The study said that only a quarter (25 per cent) of small businesses view the reforms as an opportunity to reduce overheads but not nearly enough to provide real benefit to their business.
Only one-in-seven (14 per cent) of OMBs said they will benefit from the reforms through a reduction in costs, as they believe it will help to make their business more competitive.
Last July, the Bank of Cyprus UK revealed that a third of OMBs wanted the Government to double rate relief for small businesses permanently.

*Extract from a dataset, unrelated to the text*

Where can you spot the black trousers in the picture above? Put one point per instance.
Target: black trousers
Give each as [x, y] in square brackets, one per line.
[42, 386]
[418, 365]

Chancellor, George Osborne confirmed in his Budget 2016 speech that from April 2017, businesses whose properties have a rateable value of up to £12,000 will not be required to pay any business rates whatsoever.
In addition, properties with a rateable value between £12,000-£15,000 will received partial relief.
Previously, only properties with a rateable value of up to £6,000 had been exempt from business rates.
Lakis Kasapis, head of banking, Bank of Cyprus UK, believes that despite the doubling of business rate relief for the UK's small business community, the reforms are not benefitting OMBs as much as they anticipated.
"These are Britain's independent high-street retailers, family businesses and shopkeepers," said Kasapis.
"With further reforms in the pipelines for 2020, including the frequency of revaluation changing to every five years and the Consumer Price Index (CPI) rather than the Retail Price Index (RPI) being used to measure inflation.
"OMBs need to stay informed about measures which may affect business rates and plan ahead to ensure their business bottom line is not affected negatively."